El filme está dirigido por directores de filmes animados previos de la Disney (Byron Howard y Chris Williams). Un perro con encanto y carisma; una niña tierna con el corazón partido, una gata callejera (voz de Sussie Essman) y un hamster regordete (voz de Mark Walton), estos dos últimos compañeros de Bolt, que lo ayudarán en su aventura para regresar a Hollywood, nos dan una fórmula que no puede fallar. Bolt como película es entretenida, cumple con su objetivo hasta el final, sin tener grandes pretensiones a-la-Pixar. La animación es decente, conseguida y, con todo y ser completamente digital, los personajes tienen el toque tradicional de la Disney. Especialmente Bolt. De cachorro, parece haber sido animado por viejos animadores de la Disney en los 1940-1950, y sus expresiones faciales deben mucho a los primitivos personajes caninos de estas vieja animaciones. 

Si hay algo interesante para los adultos, aquellos espectadores que busquen algo más que aventuras animadas, es lo bien escrito que está el guión. Mittens, la gata, no podría ser mejor psicóloga, la encargada de "aterrizar" a Bolt, de ayudarlo a que de superhéroe se convierta en un perro normal. Esa es la substancia de la historia, el presenciar el auto descubrimiento de nuestro amigo como un simple mortal. 

lunes, 14 de mayo de 2012

SLACKER * * * 1/2



Slacker (1991) no está muy lejos de parecerse a Waking Life (2001), ambos filmes del siempre experimental Richard Linklater. Slacker fue de sus primeras películas, de bajísimo presupuesto, en donde un montón de personajes anónimos tienen encuentros y desencuentros, así como diálogos sobre casi todo tipo de temas. Richard Linklater es el primero en aparecer, que tiene un monólogo explicando, con lujo de detalle, la premisa de la película: ¿Qué pasaría si yo hubiera tomado otro camino en lugar de este? Luego de bajarse de un autobus, toma un taxi y recita su diálogo a un taxista, el cual no dice nada ni parece importarle mucho de lo que habla su pasajero. Pocos minutos después, Linklater se baja del taxi y es testigo de cómo una mujer es atropellada. Sin saber qué hacer, la examina, mientras una mujer trotando le aconseja no moverla. Otras personas pasan, no hacen nada. Todo está envuelto con la total indiferencia ante el hecho.

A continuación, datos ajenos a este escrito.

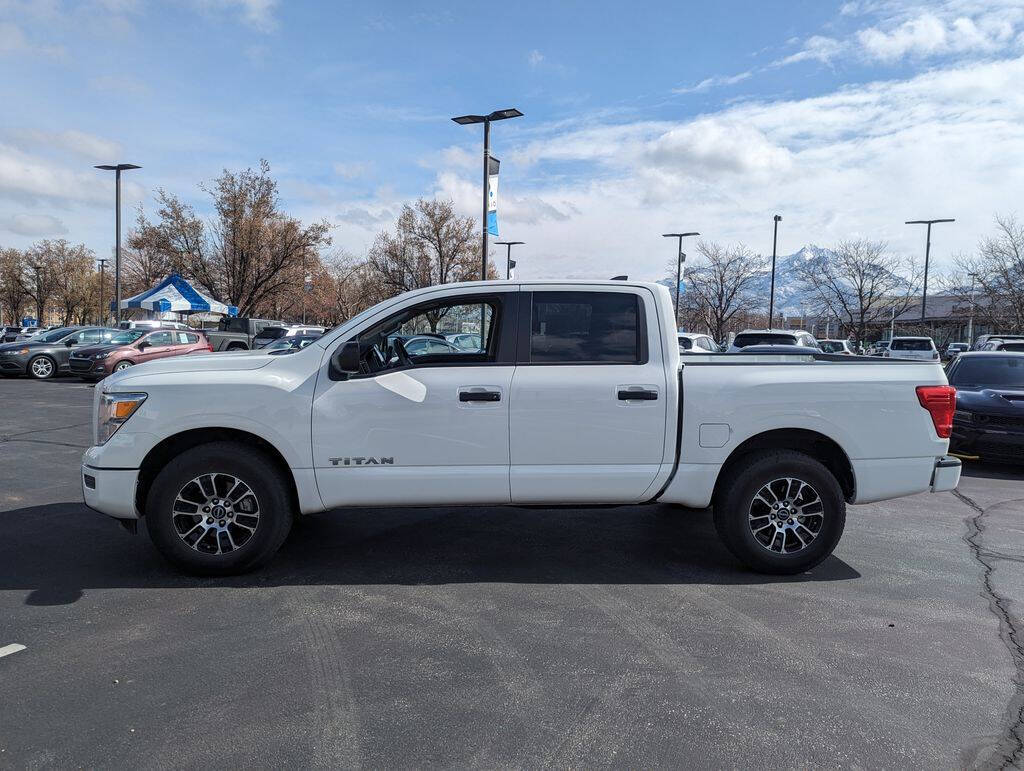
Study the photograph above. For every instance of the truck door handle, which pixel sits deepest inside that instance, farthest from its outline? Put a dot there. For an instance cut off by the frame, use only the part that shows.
(639, 395)
(479, 396)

A lo largo de hora y media que dura el filme, vemos lo que podría clasificarse como un conjunto de minihistorias y viñetas, que a raíz del atropellamiento se van desarrollando. No parecen tener una conexión entre sí, pero de alguna forma se relacionan. No hay personajes principales ni secundarios, ni una trama. La idea básica, es que un personaje tras otro nos vayan conduciendo por caminos inesperados, encuentros furtivos, escenarios distintos, todo en un sólo día, recorriendo los barrios marginales de Austin, Texas.

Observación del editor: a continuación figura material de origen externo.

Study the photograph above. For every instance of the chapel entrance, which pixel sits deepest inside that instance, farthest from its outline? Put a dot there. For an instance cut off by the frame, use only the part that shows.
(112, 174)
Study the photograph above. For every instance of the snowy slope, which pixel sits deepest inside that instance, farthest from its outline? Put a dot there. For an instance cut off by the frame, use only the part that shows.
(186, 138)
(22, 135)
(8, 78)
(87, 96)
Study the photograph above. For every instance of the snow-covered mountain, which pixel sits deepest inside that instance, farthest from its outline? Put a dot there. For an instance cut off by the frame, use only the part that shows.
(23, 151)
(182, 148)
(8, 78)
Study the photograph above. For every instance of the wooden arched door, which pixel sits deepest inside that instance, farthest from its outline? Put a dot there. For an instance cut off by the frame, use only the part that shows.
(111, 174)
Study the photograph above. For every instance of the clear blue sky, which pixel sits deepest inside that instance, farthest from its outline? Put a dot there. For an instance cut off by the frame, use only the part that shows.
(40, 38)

Un personaje que presenció el accidente, nos conduce a su casa, en donde tiene un altar donde, al parecer, practica brujería. Corta fotos de un anuario y las coloca ahí. Segundos después, es arrestado y dos peatones que lo ven, nos llevan ahora por otro camino y escucharemos su diálogo sobre lo que ven. Hay episodios interesantes. Los mejores y más entretenidos, son los del tipo "freakie" que habla sobre ovnis, extraterrestres, ciencia ficción, afirmando que el hombre llegó a la Luna desde los 1950, a un chico que se encuentra en la calle; aquel del ladrón que se mete en la casa de un viejo anarquista que, recordando a George Orwell y Ernest Hemingway, estuvo en Barcelona para pelear en la Guerra Civil Española ("La pasión por la destrucción es también una pasión creativa").

También es memorable el nerd obsesionado con el asesinato de John F. Kennedy, que ha leído toda la bibliografía habida y por haber al respecto, o el de los dos sujetos del auto convertible. No es lo mejor en la filmografía de Linklater, pero si de lo más interesante, que sentó las bases para sus futuras películas y temas. Nada más faltó ver a Ethan Hawke y Julie Delpi aparecer filosofando sobre la vida.